Mary Fil­lis was one of at least 60 Africans who were bap­tised in Tu­dor Eng­land

BBC History Magazine - - Black Tudors -

Mary Fil­lis was born in 1577, the daugh­ter of Fil­lis of Morisco, a Mo­roc­can bas­ket weaver and shovel maker. She ar­rived in Lon­don in c1583– 84, work­ing for John Barker, a mer­chant and some­time fac­tor (agent) for the Earl of Le­ices­ter. She was not the only African ser­vant in the Barker house­hold; Ley­ing Mouea, “a black­amoor of 20 years”, and “Ge­orge a black­amoor” were also work­ing there by the early 1590s.

By the time of her bap­tism in June 1597, Mary Fil­lis had moved to the house­hold of a seam­stress from East Smith­field named Mil­li­cent Porter. The par­ish clerk of St Bo­tolph’s Aldgate re­ported that “now tak­ing some hold of faith in Jesus Christ [Fil­lis] was de­sirous to be­come a Chris­tian”. Mil­li­cent Porter en­cour­aged her faith and spoke to the cu­rate on her be­half. Fil­lis’s con­ver­sion was not un­usual – hers is one of more than 60 known bap­tism records of Africans from this pe­riod. Although she was likely born into a Mus­lim fam­ily in Morocco, Fil­lis was so young when she came to Eng­land that she may not have re­tained much of that faith. In Lon­don, bap­tism was manda­tory if she wanted to fully par­tic­i­pate in the highly re­li­gious post-Re­for­ma­tion Tu­dor so­ci­ety.

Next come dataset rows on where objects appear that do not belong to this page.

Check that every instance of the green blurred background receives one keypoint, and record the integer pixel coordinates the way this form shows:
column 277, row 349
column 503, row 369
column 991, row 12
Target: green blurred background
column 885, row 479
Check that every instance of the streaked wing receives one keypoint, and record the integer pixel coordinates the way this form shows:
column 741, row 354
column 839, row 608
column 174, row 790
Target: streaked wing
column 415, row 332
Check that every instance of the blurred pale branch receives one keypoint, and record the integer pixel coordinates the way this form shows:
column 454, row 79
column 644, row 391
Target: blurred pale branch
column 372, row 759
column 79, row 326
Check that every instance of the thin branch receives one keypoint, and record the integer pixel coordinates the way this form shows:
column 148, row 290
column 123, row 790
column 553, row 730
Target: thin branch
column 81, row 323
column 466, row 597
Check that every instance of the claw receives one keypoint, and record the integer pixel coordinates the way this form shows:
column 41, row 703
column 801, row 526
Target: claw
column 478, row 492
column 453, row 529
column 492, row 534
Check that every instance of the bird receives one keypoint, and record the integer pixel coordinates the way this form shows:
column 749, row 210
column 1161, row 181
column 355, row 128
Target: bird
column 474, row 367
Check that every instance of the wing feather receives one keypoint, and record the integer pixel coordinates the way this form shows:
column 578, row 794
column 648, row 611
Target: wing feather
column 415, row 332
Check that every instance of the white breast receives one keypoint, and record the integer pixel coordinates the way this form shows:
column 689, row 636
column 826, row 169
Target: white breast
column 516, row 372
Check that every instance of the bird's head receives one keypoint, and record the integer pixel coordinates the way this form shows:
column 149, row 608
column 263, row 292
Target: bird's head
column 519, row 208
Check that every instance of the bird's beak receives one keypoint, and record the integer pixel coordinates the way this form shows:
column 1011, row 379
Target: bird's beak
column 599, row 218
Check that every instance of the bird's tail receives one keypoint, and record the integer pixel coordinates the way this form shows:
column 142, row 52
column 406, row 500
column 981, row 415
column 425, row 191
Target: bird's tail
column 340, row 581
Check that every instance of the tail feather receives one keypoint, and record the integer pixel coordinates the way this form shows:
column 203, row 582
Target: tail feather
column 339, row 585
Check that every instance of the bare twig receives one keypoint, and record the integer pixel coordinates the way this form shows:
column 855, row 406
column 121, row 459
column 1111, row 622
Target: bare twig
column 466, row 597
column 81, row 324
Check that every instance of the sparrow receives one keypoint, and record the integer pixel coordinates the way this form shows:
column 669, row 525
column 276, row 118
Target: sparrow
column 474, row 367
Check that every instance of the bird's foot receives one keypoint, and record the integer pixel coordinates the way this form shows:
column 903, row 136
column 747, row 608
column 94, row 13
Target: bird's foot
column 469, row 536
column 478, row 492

Fil­lis’s mis­tress, Mil­li­cent Porter, died on 28 June 1599 but we do not know what be­came of Fil­lis her­self. She was, how­ever, present in Lon­don dur­ing a pe­riod that saw a suc­ces­sion of am­bas­sadors ar­riv­ing in Eng­land from her na­tive land in or­der to ne­go­ti­ate al­liances against the com­mon en­emy: Spain.